Gänse schmälern Ernteertrag
Wo die Wildgänse zugeschlagen haben, bleibt Schulte oft nur eines: nachsäen. Für den 50-Jährigen ist das mit Zeit- und Geldaufwand verbunden. Der erste besonders energiereiche Schnitt im Frühjahr dient als Winterfutter für die Kühe. Doch auf Flächen, auf denen zuvor Gänse geäst haben, fällt der Ertrag mitunter eher mau aus, vor allem, wenn auch noch die Wetterbedingungen in der Wachstumsphase ungünstig sind. Um die Kühe satt zu bekommen, musste der Landwirt nach eigenen Worten in der Vergangenheit sogar schon Futter zukaufen. Und Schulte ist nicht der einzige Betroffene.
Für Flächen, die im Vogelschutzgebiet liegen, erhalten die Rheiderländer Bauern zwar Ausgleichszahlungen, weil dieses Grünland nur eingeschränkt bewirtschaftet werden kann. Die Landwirte kritisieren aber, dass die tatsächlichen Ernteschäden damit längst nicht ausgeglichen werden. „Ich hoffe, dass viele weitere Betroffene eine Entschädigung einfordern“, sagt Hero Schulte. Grundsätzlich bestünde zwar die Möglichkeit, dass die Entscheidung noch angefochten werde und auch dieser Fall vor den Verwaltungsrichtern lande, daran glaubt Schulte aber nicht.

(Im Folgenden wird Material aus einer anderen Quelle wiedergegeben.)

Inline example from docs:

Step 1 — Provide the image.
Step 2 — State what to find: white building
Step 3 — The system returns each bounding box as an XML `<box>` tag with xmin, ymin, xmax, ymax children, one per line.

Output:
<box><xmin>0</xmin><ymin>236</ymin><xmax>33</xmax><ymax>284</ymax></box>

Bürokratischer Aufwand schreckt viele
Klaus Borde hingegen, Vorsitzender des Kreisverbands Leer des Landwirtschaftlichen Hauptvereins, ist weniger optimistisch, dass das Umweltministerium Schulte die Entschädigung tatsächlich zeitnah auszahlt. Borde verweist auf die Erfahrungen mehrerer Rheiderländer Landwirte, die in den zurückliegenden Jahren bereits Ansprüche geltend gemacht haben. „Nicht zuletzt durch coronabedingte Einschränkungen hat das Verwaltungsgericht über die Fälle noch nicht entschieden.“
Trotzdem könne man Betroffene nur ermutigen, eine Entschädigung für ihre finanziellen Einbußen einzufordern. „Das ist aber aufwändig. Ertragseinbußen müssen akribisch dokumentiert und gutachterlich nachgewiesen werden“, macht Borde deutlich. Die Landwirte müssten erst einmal in finanzielle Vorleistung treten. Den bürokratischen Aufwand würden viele seiner Berufskollegen allein aus Zeitgründen scheuen.
Hoffnung für Landwirte
Wie lange Hero Schulte und seine Berufskollegen auf die Entschädigungszahlungen warten müssen und ob sie überhaupt fließen, ist noch unklar. „Sollte es zu einem verwaltungsgerichtlichen Verfahren kommen, muss erst das Ende dieses Verfahrens abgewartet werden, bis es zu einer Zahlung kommen kann“, teilt Nadine Bunzler-Devoucoux, Pressesprecherin des Innenministeriums, auf Nachfrage dieser Zeitung mit. Und das kann dauern. Wie lange genau sich so ein Verfahren hinzieht, konnte die Pressesprecherin nicht beantworten.
Dennoch gibt es Hoffnung für Betroffene Landwirte. „Lösungen zur besseren Ermittlung und somit auch einfacherem Ausgleich der entstandenen Schäden werden aktuell entwickelt“, so die Pressesprecherin. Bereits seit 2020 würden Berechnungsmodalitäten für die Entschädigungszahlungen auch auf Grünland entwickelt, um betroffenen Landwirten zumindest angemessenen Ausgleich gewähren zu können, wenn die Fraßschäden nicht zu vermeiden seien.